Community stakeholders consider feasibility of delivering 21st century learning experience to students in aging schools buildings at roundtable discussions.

Community members participate in roundtable discussions at Highland Park Country Club on Wednesday.
Community members participate in roundtable discussions at Highland Park Country Club on Wednesday.

It has often been said that the key to successfully passing a school referendum is by mounting a good advertising campaign. If true, than North Shore School District 112 is off to a great start.

D112 brought together a cross section of stakeholders ranging from parents of current students to empty nesters to discuss the district’s aging school buildings Thursday morning at the Highland Park Country Club.

The roundtable discussions were strategically orchestrated to solicit citizens' feedback on the future of elementary education in Highland Park and Highwood.

The only topic off the table for discussion was the possibility of closing some of the district’s 12 school buildings.

READ: District 112 Sets Discussions on Buildings’ Future

A citizens advisory committee was tasked with taking a deeper look at the district’s sustainability issues in terms of facilities, finances and delivering a 21st century education to students.

The district must now decide if it wants to maintain the buildings in their current state or risk blowing through cash reserves and being placed on a financial watch list over the next five years.

Capital improvements coupled with the rising costs of benefits and staff salaries are outpacing the district’s overall annual operating budget of $70 million.

“It’s expensive to keep up these buildings,” Leslie Alter said, a presenter and member of the citizens advisory committee. “It creates problems in trying to deliver a 21st century education in buildings built for the industrial age.
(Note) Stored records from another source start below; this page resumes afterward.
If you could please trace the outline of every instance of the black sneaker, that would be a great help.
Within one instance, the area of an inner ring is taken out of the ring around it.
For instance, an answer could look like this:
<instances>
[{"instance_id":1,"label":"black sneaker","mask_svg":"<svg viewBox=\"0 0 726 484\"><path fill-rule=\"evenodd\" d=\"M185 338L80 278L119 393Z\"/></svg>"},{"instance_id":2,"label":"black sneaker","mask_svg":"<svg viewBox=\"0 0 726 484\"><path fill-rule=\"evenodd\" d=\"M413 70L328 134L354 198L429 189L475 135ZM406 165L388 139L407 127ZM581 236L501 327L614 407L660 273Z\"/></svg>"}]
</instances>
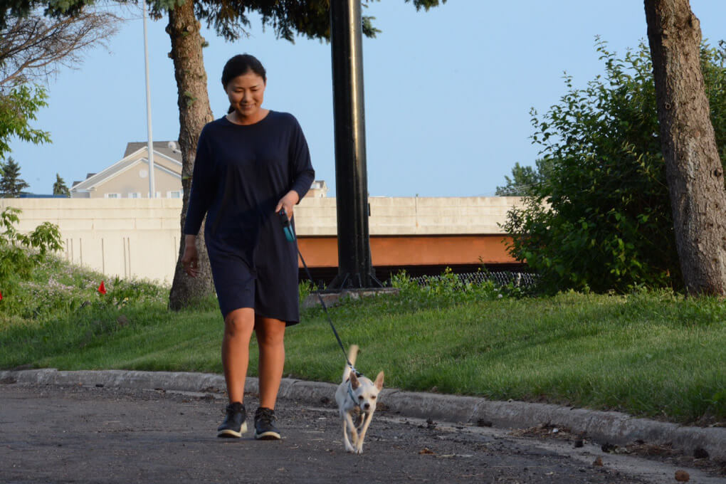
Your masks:
<instances>
[{"instance_id":1,"label":"black sneaker","mask_svg":"<svg viewBox=\"0 0 726 484\"><path fill-rule=\"evenodd\" d=\"M255 438L263 440L279 440L280 430L274 426L274 410L260 407L255 412Z\"/></svg>"},{"instance_id":2,"label":"black sneaker","mask_svg":"<svg viewBox=\"0 0 726 484\"><path fill-rule=\"evenodd\" d=\"M217 428L217 437L242 437L247 432L247 411L240 402L229 403L225 409L227 417Z\"/></svg>"}]
</instances>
Our children need to be in a building the supports the information age.”

Alter said the district would need to spend $100 million on such basic repairs as windows, roofs, plumbing, wiring and security systems.

“Our buildings don't even have sprinklers, which I was personally freaked out about because of my kids,” Alter said. “The $100 million would not get sprinkler systems into the schools or systems that would ensure better indoor air quality, air conditioning, and ADA compliance, nor would it allow for those flexible or collaborative works spaces students need to achieve 21st century learning goals."

Participants were asked to consider and discuss three options at their respective round tables led by trained facilitators, including:

  • Maintaining the status quo with no new investment;
  • Renovating and maintaining the 12 existing buildings which wouldn’t sustain long term financial stability;
  • Investing in a new model by constructing new buildings.

By kicking the can down the road, the district would continue to compromise class sizes and be forced to make deeper budget cuts by getting rid of art and music programs.

The citizens advisory committee also asked community stakeholders to consider constructing new buildings, which would be less costly to maintain over the long run.

Participants were asked to express their preferences in an electronic poll, including:

  • No new investment
  • Renovate and maintain all 12 buildings
  • Renovate and maintain 8 buildings, including six K-5 schools and two 6-8 middle schools
  • Renovate and maintain six schools, including four K-5 and two 6-8 middle schools
  • Renovate and maintain eight schools or grade centers, including four K-2 schools; two 3-5 intermediate schools; and two 6-8 middle schools.

Elementary schools would accommodate 400-500 students; and middle schools 700-800 students. Students would transition together to new buildings.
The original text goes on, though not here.